Codegen and compilation run serially to avoid GPU context issues with process forking.
Success rate: 99.5% (3,760/3,780 measurements succeeded)
Example Workflow: New Data Collection
# 1. Generate problem set
cd problems/
python create_miopen_training_set.py \
--input /path/to/ALL_CONFIGS_FULL.txt \
--output forward_training_new.py \
--count 500
# 2. Collect training data
cd ..
python grouped_conv_full_benchmark.py \
--variant forward \
--category full \
--workers 256 \
--output new_training_data.csv
# 3. Convert to parquet
cd ../../dispatcher/heuristics
python convert_csv_to_parquet.py \
--input ../../tile_engine/ops/grouped_conv/new_training_data.csv \
--output data/grouped_conv_forward_bf16_gfx950/new_data.parquet
# 4. Train model
python train.py \
--data_dir data/ \
--out_dir models/grouped_conv_forward_bf16_gfx950_v2 \
--op grouped_conv \
--variant forward
# 5. Validate (sanity check on training shapes)

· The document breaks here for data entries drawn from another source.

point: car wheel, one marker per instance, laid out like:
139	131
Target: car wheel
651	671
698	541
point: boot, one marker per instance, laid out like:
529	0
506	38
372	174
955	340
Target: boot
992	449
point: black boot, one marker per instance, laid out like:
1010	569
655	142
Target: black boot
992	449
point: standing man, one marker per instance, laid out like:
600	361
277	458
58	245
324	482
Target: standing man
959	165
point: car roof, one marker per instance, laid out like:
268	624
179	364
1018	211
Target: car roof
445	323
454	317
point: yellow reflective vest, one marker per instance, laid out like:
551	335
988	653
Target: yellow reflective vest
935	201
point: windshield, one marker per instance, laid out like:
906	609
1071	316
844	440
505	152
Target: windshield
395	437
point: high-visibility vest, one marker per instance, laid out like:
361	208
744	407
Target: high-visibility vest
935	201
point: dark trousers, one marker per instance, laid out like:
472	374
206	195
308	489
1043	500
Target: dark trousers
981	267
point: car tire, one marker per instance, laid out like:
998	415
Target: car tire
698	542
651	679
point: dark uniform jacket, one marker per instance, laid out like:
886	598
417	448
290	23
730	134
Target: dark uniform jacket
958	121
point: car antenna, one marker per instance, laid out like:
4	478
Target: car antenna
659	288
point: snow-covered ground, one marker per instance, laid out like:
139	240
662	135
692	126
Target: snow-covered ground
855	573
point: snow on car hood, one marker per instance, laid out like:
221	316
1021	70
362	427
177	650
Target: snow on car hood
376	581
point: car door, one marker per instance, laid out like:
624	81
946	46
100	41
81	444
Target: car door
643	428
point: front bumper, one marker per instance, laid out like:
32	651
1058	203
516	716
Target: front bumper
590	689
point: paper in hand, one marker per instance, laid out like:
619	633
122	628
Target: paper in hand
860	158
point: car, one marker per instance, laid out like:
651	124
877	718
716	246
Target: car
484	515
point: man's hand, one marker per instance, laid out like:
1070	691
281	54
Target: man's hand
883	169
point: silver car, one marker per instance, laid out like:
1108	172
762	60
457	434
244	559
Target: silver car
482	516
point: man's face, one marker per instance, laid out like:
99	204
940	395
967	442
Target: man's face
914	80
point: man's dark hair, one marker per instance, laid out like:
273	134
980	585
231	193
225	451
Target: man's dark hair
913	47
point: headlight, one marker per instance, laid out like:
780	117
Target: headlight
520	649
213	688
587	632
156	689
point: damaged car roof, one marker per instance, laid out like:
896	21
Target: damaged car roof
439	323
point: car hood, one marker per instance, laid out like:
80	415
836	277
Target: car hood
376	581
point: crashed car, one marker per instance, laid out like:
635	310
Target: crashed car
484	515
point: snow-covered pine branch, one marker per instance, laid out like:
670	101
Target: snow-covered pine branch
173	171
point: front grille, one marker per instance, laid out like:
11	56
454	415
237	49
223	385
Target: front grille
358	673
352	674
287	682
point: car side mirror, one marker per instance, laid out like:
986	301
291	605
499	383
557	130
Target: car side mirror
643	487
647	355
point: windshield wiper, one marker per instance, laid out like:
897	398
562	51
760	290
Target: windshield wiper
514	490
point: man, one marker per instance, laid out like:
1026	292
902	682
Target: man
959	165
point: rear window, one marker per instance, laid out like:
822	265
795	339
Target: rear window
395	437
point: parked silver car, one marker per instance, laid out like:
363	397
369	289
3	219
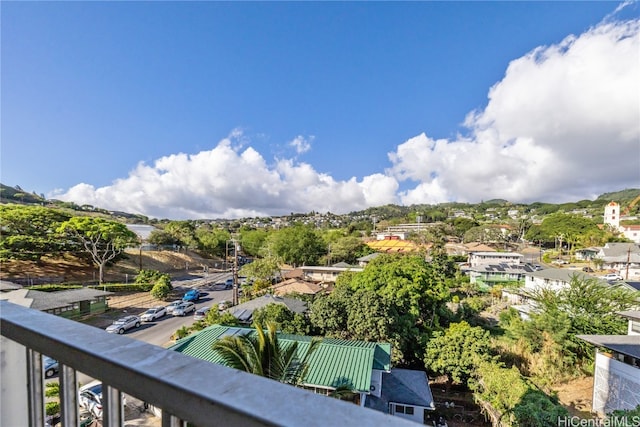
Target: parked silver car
90	398
184	309
173	305
201	313
124	324
153	313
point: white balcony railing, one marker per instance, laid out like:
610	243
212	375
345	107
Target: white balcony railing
185	389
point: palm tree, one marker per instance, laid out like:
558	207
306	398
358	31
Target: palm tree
263	354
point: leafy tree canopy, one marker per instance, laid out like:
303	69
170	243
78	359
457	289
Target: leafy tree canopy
102	239
30	232
297	245
458	351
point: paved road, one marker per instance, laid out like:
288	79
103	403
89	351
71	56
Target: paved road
159	333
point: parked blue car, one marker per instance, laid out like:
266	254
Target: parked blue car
192	295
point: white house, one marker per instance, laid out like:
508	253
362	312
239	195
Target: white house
552	279
483	258
622	257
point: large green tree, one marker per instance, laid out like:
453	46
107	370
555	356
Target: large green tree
212	241
184	233
264	354
30	232
102	239
567	228
261	272
586	306
396	299
285	320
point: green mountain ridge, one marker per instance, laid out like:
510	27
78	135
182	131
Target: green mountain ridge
428	212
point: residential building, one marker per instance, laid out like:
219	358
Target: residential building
487	275
244	312
586	254
325	274
612	216
296	286
365	367
553	279
624	258
616	378
363	261
484	258
184	389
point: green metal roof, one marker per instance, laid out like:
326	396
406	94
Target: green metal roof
335	361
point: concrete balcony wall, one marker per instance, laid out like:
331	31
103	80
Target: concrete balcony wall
182	387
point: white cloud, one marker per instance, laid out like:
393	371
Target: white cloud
563	120
230	182
301	144
563	124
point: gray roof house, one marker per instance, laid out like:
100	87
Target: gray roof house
67	303
616	377
405	393
622	257
244	312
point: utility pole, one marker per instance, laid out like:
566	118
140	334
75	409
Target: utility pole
235	272
628	261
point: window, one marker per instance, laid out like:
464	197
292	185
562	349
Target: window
401	409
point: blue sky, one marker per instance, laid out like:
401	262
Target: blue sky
229	109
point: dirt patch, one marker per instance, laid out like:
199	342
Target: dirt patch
576	395
73	269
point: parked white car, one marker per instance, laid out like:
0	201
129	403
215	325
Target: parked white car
173	305
90	398
183	309
201	313
123	324
154	313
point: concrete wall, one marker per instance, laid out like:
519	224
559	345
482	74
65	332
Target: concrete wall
616	385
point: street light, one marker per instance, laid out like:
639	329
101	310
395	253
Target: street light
234	240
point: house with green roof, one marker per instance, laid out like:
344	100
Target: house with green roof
360	365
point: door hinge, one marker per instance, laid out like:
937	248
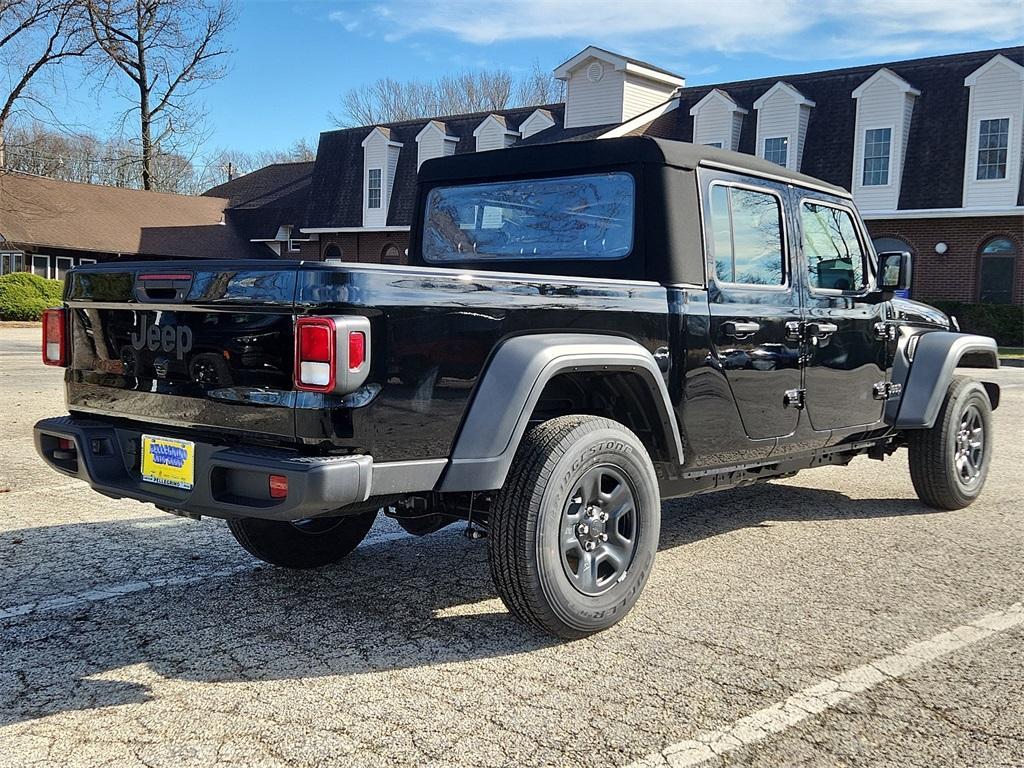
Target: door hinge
885	390
795	398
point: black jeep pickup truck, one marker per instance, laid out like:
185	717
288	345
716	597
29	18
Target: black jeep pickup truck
585	330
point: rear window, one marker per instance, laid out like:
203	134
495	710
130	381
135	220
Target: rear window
568	217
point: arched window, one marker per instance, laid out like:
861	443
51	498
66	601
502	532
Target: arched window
995	275
333	252
390	254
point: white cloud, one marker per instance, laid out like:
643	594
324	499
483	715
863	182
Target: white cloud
791	29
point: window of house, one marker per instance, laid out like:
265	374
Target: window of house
41	265
877	143
65	263
833	253
11	261
374	187
993	139
995	280
390	254
333	252
747	237
777	150
587	216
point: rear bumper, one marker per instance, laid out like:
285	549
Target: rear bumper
229	481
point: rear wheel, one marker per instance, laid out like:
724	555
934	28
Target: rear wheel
302	544
572	536
949	462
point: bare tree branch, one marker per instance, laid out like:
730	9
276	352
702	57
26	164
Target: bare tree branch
169	49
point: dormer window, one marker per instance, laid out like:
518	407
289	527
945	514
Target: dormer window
782	117
374	187
777	150
993	141
877	150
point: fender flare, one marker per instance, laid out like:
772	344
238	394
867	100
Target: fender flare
927	378
511	386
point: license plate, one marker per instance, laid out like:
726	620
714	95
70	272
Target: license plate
168	462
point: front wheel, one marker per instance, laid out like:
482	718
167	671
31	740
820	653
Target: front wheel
302	544
572	536
949	461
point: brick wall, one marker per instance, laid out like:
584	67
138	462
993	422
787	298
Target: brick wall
954	273
364	247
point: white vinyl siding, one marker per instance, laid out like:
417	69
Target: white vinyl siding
493	134
885	101
783	113
640	95
717	121
432	142
996	93
588	102
541	120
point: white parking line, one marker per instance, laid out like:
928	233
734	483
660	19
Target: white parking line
98	594
817	698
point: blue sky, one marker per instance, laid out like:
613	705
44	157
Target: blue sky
292	59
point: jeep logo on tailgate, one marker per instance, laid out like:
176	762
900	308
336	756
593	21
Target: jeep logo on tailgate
175	339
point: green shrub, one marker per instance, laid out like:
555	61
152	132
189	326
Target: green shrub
24	296
1005	323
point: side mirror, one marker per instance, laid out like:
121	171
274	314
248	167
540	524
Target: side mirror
894	271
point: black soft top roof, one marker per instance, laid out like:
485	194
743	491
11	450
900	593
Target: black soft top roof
603	153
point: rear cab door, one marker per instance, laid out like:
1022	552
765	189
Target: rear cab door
845	332
754	302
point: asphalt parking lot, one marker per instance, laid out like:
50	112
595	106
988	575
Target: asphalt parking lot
824	620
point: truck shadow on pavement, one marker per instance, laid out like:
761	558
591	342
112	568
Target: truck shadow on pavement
391	605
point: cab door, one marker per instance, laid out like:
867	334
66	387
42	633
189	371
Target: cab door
844	330
754	303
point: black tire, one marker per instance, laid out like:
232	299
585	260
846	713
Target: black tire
949	462
303	544
542	577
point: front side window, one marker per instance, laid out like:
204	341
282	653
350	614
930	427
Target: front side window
777	151
374	187
832	249
993	139
747	237
998	257
877	143
568	217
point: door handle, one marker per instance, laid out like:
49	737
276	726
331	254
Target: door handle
821	330
739	329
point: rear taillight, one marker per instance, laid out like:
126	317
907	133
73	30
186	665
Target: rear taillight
54	339
332	354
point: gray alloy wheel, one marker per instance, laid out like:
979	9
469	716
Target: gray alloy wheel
600	529
949	462
573	534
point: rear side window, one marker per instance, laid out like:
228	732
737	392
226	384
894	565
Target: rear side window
832	249
568	217
747	228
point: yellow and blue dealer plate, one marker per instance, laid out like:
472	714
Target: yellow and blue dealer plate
168	462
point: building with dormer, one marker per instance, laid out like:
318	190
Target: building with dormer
931	150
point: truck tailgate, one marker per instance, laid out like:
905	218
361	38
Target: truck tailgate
204	345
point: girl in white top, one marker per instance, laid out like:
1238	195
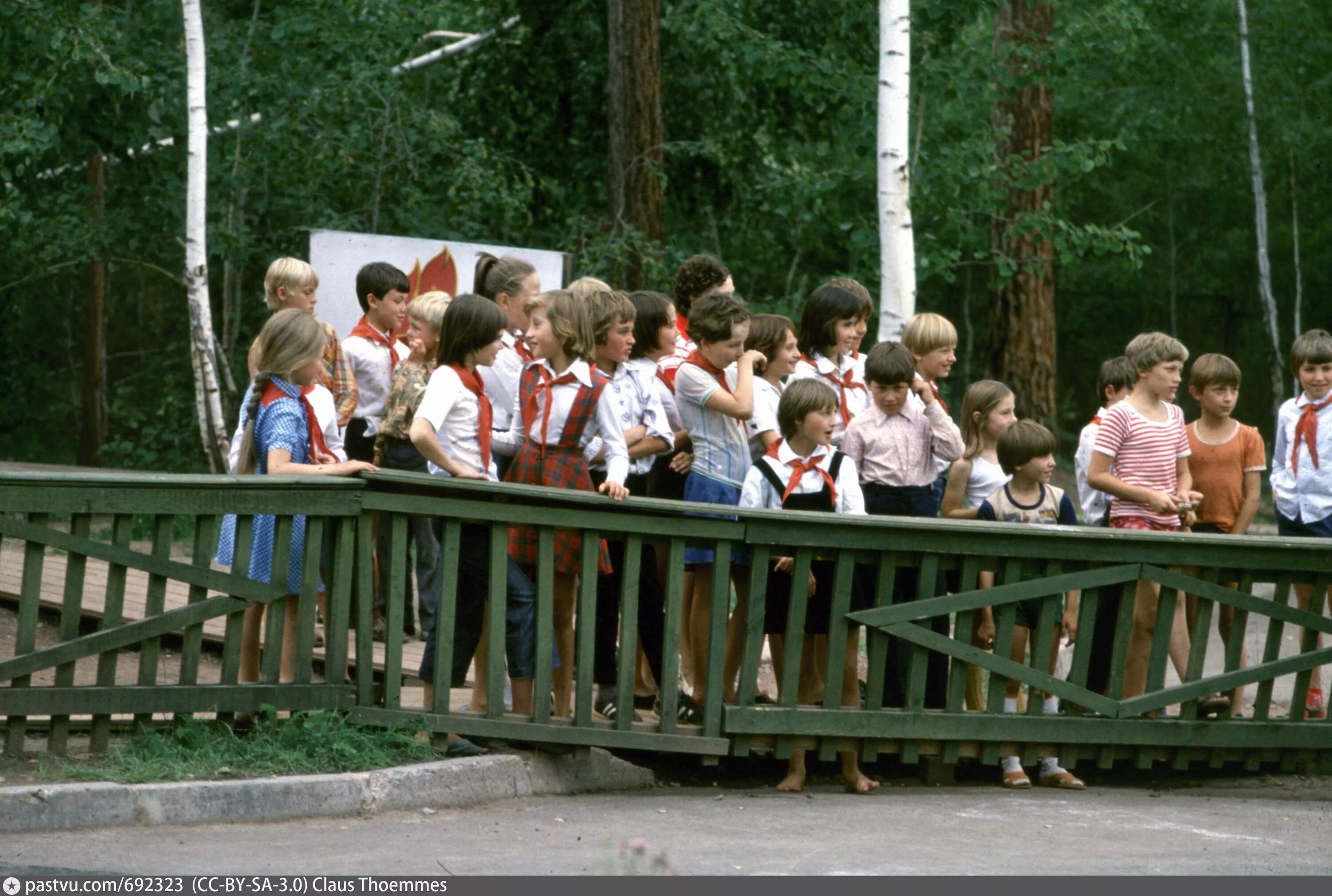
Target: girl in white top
774	336
828	340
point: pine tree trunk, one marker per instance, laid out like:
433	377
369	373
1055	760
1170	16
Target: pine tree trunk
208	407
92	433
897	244
1022	312
636	124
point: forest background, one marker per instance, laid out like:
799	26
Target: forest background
768	162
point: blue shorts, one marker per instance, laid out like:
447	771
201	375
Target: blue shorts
710	492
1298	529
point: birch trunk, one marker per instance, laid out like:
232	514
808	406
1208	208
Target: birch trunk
208	404
1265	266
897	247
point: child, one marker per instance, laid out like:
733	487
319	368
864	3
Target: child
1114	381
452	429
1151	486
987	411
1027	453
694	278
896	444
828	336
774	336
393	450
563	405
281	437
802	472
292	283
714	392
509	283
373	352
1302	486
648	436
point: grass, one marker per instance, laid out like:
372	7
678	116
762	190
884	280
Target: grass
307	743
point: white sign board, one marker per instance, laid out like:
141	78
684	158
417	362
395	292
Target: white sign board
429	264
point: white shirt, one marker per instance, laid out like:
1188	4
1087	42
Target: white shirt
760	493
605	423
501	383
1095	504
766	397
856	399
325	415
373	371
1302	493
640	404
721	443
455	413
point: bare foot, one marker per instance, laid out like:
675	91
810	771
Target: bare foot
860	783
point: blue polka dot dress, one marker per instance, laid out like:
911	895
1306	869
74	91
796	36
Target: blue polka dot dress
281	425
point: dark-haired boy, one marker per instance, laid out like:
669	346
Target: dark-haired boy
1027	453
373	351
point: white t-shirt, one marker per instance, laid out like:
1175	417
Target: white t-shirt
456	416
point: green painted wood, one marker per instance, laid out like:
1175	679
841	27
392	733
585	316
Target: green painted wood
112	610
545	622
1308	641
721	607
392	609
308	603
154	565
753	654
1273	649
275	621
71	613
138	699
445	618
150	649
559	731
364	597
628	654
587	629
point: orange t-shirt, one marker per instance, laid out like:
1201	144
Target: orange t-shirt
1219	468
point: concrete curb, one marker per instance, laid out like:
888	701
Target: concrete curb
452	783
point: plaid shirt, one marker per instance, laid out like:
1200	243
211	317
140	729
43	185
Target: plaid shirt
336	377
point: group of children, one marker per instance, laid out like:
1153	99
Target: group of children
692	397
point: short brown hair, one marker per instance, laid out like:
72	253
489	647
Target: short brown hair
1214	371
1146	351
801	399
569	320
768	333
696	276
714	315
1312	347
1023	441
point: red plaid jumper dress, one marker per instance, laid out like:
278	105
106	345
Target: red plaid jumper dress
559	466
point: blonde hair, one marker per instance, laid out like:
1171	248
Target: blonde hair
1150	349
929	332
291	340
289	275
428	309
981	399
569	321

cd validation/grouped_conv
python validate_training_shapes.py --direction forward
Performance Results
Forward Pass (Production-Ready)
- Mean efficiency: 99.67% on 10 unseen MIOpen shapes
- Perfect matches: 70% (7/10 selected exact oracle best)
- Min efficiency: 98.4% (even on edge case: 1×491 spatial)
- Selection time: <1ms (vs 30-60s exhaustive search)
Backward Passes (Prediction-Validated)
- Bwd Data: 14,562 samples, prediction quality tested
- Bwd Weight: 18,150 samples, prediction quality tested
- Status: Models trained, hardware validation pending
See dispatcher/heuristics/GROUPED_CONV_ML_SUMMARY.md for full metrics.
Hardware Tested
- GPU: AMD MI300 (gfx950)
- Datatypes: BF16 (primary), FP16, FP32
- Pipelines: CompV3, CompV4, CompV5 (forward), CompV3/Mem (backward)
- Schedulers: Intrawave, Interwave
- Tile sizes: 16×64×64, 32×64×64, 64×64×64, 128×128×64, etc.
Related Documentation
- ML System Overview: dispatcher/heuristics/GROUPED_CONV_ML_SUMMARY.md
- Training Pipeline: dispatcher/heuristics/README.md
- Validation Framework: dispatcher/heuristics/validation/README.md
- Python Examples: dispatcher/examples/grouped_conv/python/README_ML_HEURISTIC.md
Next Steps
For Forward Pass: Production-ready, integrate into runtime dispatcher
For Backward Passes: Run prediction-quality check
cd ../../dispatcher/heuristics/validation/grouped_conv
python validate_backward_models.py
Target: >85% mean efficiency on unseen shapes before production deployment.